I’ve spent hours picturing myself washing down oxycodone with vodka while holding a .38-special in case I panicked when the drug paralyzed my breathing. Even though I never intended to do such a thing in the foreseeable future, I knew the day might come when I would have no reasonable option, and I wanted to harden myself against that day. Besides, I couldn’t stop the fantasies. Fortunately, Cymbalta has done just that. If only they will stay gone, but, as I said, I no longer trust anything to really help because I’ve seen so many things start out promising only to fizzle. Such experiences have taught me that it’s foolish to be optimistic. Likewise, it’s foolish to try to have a social life. It’s foolish to talk about how I feel (I regard writing about it as another matter). It’s foolish to ask people to help me. Most things involving other people have come to seem foolish because no one wants to be around someone from whom so much has been taken.

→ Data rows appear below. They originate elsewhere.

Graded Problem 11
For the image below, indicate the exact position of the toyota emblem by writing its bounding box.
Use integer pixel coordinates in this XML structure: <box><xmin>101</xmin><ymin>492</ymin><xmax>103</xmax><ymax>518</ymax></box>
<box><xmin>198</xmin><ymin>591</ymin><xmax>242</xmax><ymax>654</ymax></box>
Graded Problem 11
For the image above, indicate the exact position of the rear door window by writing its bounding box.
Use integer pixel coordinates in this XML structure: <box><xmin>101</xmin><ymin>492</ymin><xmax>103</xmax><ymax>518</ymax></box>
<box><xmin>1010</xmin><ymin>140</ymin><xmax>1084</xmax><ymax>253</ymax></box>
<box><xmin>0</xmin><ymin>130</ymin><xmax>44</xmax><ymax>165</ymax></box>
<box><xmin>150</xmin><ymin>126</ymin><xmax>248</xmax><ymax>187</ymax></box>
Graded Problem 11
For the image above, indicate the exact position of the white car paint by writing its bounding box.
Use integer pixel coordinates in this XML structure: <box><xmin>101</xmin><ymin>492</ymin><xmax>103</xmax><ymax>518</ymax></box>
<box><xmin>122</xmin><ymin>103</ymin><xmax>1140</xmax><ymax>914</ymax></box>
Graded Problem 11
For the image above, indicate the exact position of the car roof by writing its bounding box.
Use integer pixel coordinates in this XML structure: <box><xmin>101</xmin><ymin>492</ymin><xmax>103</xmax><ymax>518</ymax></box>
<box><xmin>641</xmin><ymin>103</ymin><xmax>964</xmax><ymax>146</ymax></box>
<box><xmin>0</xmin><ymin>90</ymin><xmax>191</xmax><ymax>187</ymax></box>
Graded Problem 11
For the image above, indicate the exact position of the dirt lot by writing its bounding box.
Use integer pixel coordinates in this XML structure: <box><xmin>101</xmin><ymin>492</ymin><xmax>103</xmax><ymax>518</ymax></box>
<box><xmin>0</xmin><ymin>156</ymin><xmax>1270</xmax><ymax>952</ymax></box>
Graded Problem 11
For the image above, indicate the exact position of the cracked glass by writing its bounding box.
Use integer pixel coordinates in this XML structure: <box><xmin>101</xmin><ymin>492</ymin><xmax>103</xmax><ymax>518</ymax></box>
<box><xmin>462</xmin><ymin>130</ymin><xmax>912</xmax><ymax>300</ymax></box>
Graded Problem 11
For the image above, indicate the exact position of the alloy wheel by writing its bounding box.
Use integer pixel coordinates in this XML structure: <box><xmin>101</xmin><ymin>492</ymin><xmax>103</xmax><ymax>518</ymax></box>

I have my work. I have my blog friends. I have my writing. I have good drugs, good books, a good cat, movies in the evening, a growing collection of old TV shows, good food and good coffee, such work as I can still do, trips to the mountains, houseplants, yard plants, an occasional dinner with people I’ve known for a long time, and, of course, I have Peggy. These things keep me going, and they’re enough. I would like more, but they’re enough.

I chose Bosch's painting of Christ to illustrate this post because it represents my sense that other people are around me but not with me, and, given my desperation, this makes them seem stupid, boorish, and oblivious, as disagreeable to me as I am to them. Of course, it's also true that I try to hide most of what I'm feeling because: there's really nothing anyone can do; I find it impossible to communicate my feelings verbally, and people wouldn't want to hear them if I could because I would be saying the same things over and over; and I don't want others to imagine that I'm a weakling and that they're my superiors because, unless they've survived pain better than I have, they're most certainly not.